7 Haziran’da hiç beklemediği bir sonuç alarak, 9 puan gerileyip, 12.5 yıllık tek başına iktidarı kaybeden AKP, öyle görünüyor ki, Sarayın yoğun tazyikiyle zorladığı yeni seçimde durumu tersine çevirmek için her yolu deneyecek.
Söylendiğine göre, bunlardan biri, Güneydoğu ve Doğu seçmenini örgüt kaynaklı baskı ve tehditlerden kurtarmak olacak.
Ama sormak lâzım: Eğer böyle bir durum var idiyse, tedbirini 7 Haziran’da da alması gerekmez miydi? Seçim ve seçmen güvenliğini sağlamak iktidarın görevi değil mi?
Demek ki, iktidar “çözüm süreci”nde örgütün diğer faaliyetlerine göz yumarken, bu baskı ve tehditlere de seyirci kalmış.

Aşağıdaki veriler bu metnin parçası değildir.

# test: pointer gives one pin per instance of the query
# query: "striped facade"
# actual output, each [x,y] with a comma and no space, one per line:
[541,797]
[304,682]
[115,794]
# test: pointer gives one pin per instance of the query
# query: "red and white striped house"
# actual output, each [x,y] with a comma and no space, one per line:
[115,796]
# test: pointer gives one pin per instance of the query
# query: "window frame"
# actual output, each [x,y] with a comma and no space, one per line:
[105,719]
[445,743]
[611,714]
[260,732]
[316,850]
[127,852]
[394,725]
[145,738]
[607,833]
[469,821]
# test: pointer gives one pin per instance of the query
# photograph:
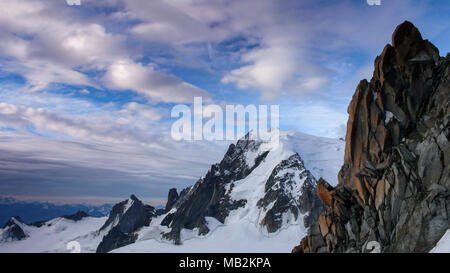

Sonra da çıkıp, “HDP bu oyları baskı ve tehditle aldı, barajı o sayede aştı” diye şikâyet ediyor ve seçim sonuçlarının meşruiyetini güya tartışmaya açıyor. Ama bu çok kritik ve önemli tartışmanın da arkasında durmuyor, öylesine söyleyip bırakıyor.